Metcombe war ein hübsches Dorf am Ufer des Ouse, dessen Katen sich um die kleine St.-Guthlac-Kirche schmiegten und bis an den Waldrand drängten. »Es ist über die letzten Generationen ordentlich gewachsen«, erklärte Guillaume. »Vor der Eroberung kamen alle naselang die Dänen und brannten es nieder. Seit das vorbei ist, gedeiht Metcombe.« Er sprach mit Befriedigung. Wie ein Landmann, der ein gut bestelltes Feld betrachtet. Das Wohlergehen der Menschen, die zu Alans Ländereien gehörten, war ihm wie jedem guten Steward eine Herzensangelegenheit.
Und offenbar wussten diese Menschen ihn zu schätzen. Als Guillaume und Simon Seite an Seite die schmale Dorfstraße entlangritten, grüßten die Frauen und Kinder in den Gärten und winkten ihnen zu.
Guillaume ritt bis zur Uferwiese, vorbei an einer großen Mühle und weiter zur Schmiede. Dort saß er ab und band sein Pferd an einen Apfelbaum. Simon folgte seinem Beispiel. In der Werkstatt, die zur Linken nahe am Ufer stand, sang kein Hammer, darum hielt der Steward auf das kleine Wohnhaus zu. »Cuthbert?«, rief er, und ohne eine Antwort abzuwarten, stieß er die Tür auf.
Wie so viele Schmiede war Cuthbert ein Bär von einem Mann, und wie so viele Schmiede betonte er seine unglaublichen Muskeln mit einem etwas zu eng geschneiderten Obergewand. Er saß mit dem Rücken zur Tür am Tisch, doch als er die Stimme hörte, wandte er sich halb um. »Guillaume!« Ein Lächeln tauchte in seinem struppigen Bart auf und zeigte schiefe, aber gesunde Zähne. »Wen bringst du uns da?«
»Simon de Clare, einen von Lord Alans Gefährten.«
Cuthbert nickte dem fremden Normannen zu. »Kommt rein und nehmt Platz.«
Er hielt ein Kind auf dem Schoß, erkannte Simon, als er näher trat: ein kleines Mädchen mit weizenblonden Locken, die so weich wie Entendaunen aussahen, und einem hinreißend schönen Gesicht. Der kleine rote Mund war verschmiert, und auf dem Tisch stand eine Schale Brei. Der Schmied tauchte den hölzernen Löffel ein und fütterte die Kleine – erstaunlich geschickt für einen Mann mit so großen Händen.

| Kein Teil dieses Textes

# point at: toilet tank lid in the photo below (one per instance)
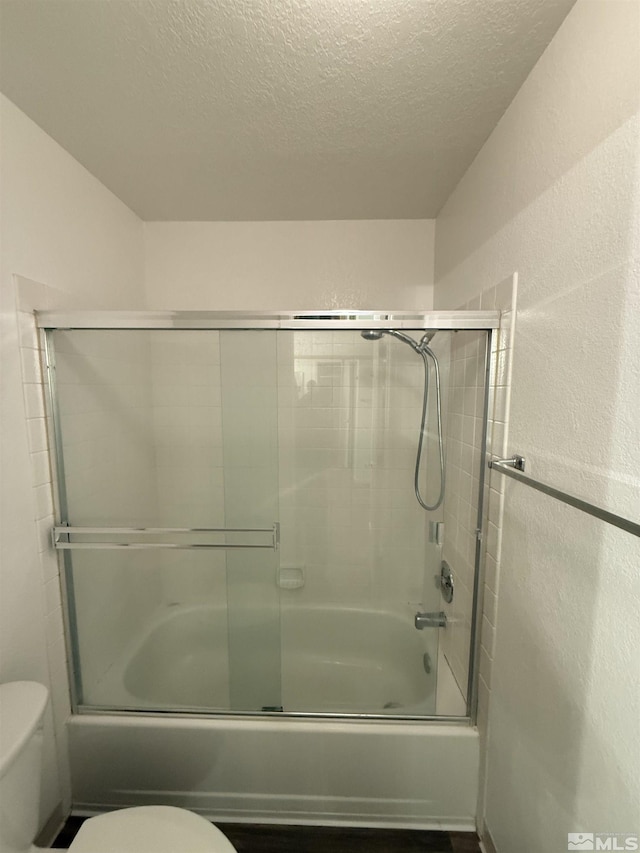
(22, 705)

»Nehmt euch ein Bier«, lud er seine Gäste ein und gestikulierte entschuldigend mit dem Löffel. »Ich kann gerade nicht.«
Guillaume kannte sich offenbar gut in dieser Küche aus. Er trat an den Herd, nahm drei Becher vom Bord, öffnete auf Anhieb das richtige von mehreren Fässern am Boden und schöpfte mit einer Kelle Bier in die Gefäße. Simon nahm ihm zwei ab, trug sie zum Tisch und setzte sich, während der Steward ihm mit dem letzten Becher folgte.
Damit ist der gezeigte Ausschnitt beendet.